CRISPR is a promising technology, one reason why multiple companies are trying to capitalize on it. But there’s also a still-raging debate as to the dangers of genome editing.

However, that debate is based more on public perception than actual science.

In the scientific world, a single study means little until it can be replicated. There is also a risk when it comes to investor understanding of a study. For example, it was reported in June that when a certain type of cells were edited with CRISPR, it could trigger a natural cellular response that protects cells from cancer. Thus, cells with this mechanism damaged survived and crowded out the cells without it. This left cell lines susceptible to cancer. This doesn’t mean CRISPR causes cancer. This means cancer-fighting mechanisms can undo CRISPR’s work, and in the case of this study, it didn’t work for these specific researchers, using these specific cells.

Meanwhile, some investing outlets reported this as CRISPR may cause cancer or increase cancer risk. And CRSP stock — along with NTLA and EDIT — sold off on the news. You’ll see that the Seeking Alpha story reporting the loss is also perpetuating the problem. This article also brings up a past case of CRISPR stock falling on a headline, without pointing out that Nature later “retracted [the study] to maintain the accuracy of the published record” after problems with its methodology and conclusions were pointed out in multiple other peer-reviewed publications. This gives investors the impression that not only was this past, inaccurate study true, it’s part of a growing number of CRSP issues, which is simply not the case. Scientists called the selloff following this news “absurd.” And if scientists who study these things don’t think a study means the end of CRSP, why should investors?

Could their be risk to the safety of CRISPR technology itself? Of course. But that’s why it’s being studied.

The true risk to CRSP stock however, comes not from safety issues, but from investor perceptions of safety issues and hair-trigger responses to anything slightly negative that comes out about the technology.

The Political Risk to CRISPR Stock

CRISPR technology has made headlines of late for potentially troubling reasons. A Chinese researcher reportedly used gene editing technology in human offspring — which led to a media firestorm, but was condemned by all corners of the scientific community.

CRISPR Therapeutics isn’t working on similar efforts, to be sure. Its early efforts are “ex vivo”, in which cells are removed, treated, and then reintroduced. But the company plans “in vivo” treatments in the future — in which the therapies are applied directly. However, this is very far in the future and would only happen after FDA approval, which requires repeated clinical trials — very different from what happened in the case of the babies born in China.

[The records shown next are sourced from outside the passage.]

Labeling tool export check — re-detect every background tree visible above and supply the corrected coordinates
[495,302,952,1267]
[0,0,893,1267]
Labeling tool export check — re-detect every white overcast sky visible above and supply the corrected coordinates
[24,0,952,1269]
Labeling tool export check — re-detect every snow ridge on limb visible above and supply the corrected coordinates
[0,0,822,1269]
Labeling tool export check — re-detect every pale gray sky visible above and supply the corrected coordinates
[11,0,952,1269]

Even if the fears of “designer babies” raised by the developments in China were well supported (they aren’t), that wouldn’t put an end to CRISPR development. CRISPR isn’t just a possible therapy, its an invaluable research tool already in wide use. However, in terms of “in vivo” treatments, ethical considerations will need to be satisfied, which I believe suggests that CRSP stock, at least theoretically, should be cheaper.

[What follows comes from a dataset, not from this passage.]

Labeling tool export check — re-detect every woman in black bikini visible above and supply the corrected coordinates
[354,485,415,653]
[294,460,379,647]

The Rewards for CRSP Stock Holders

All told, investors have to fully understand the risks surrounding CRSP stock. But it’s worth remembering that there are huge risks — especially of volatiliy — but also huge potential rewards. CRISPR Therapeutics is a $1.8 billion company that has the potential — without exaggeration — to revolutionize medicine — both treatment and research. Success for CRISPR as a company suggests massive upside for CRSP stock.

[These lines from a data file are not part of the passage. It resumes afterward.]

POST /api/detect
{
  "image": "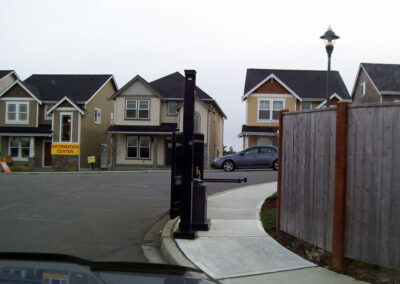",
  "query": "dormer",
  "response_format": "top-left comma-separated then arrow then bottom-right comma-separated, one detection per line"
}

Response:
111,75 -> 163,126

Whether the risks are worth those rewards is tough to decipher. Biotechs are volatile because analyzing biotechs is messy, difficult, business. And when it comes to CRISPR, investors are eager to analyze every bit of news, and quickly.

But CRSP stock is down about 50% — and it does have a pathway to upside with success in its therapies and, most likely, an eventual sale to a larger diversified biotech. That pathway isn’t smooth, however: CRISPR Therapeutics still has a lot to prove.

As of this writing, Vince Martin has no positions in any securities mentioned.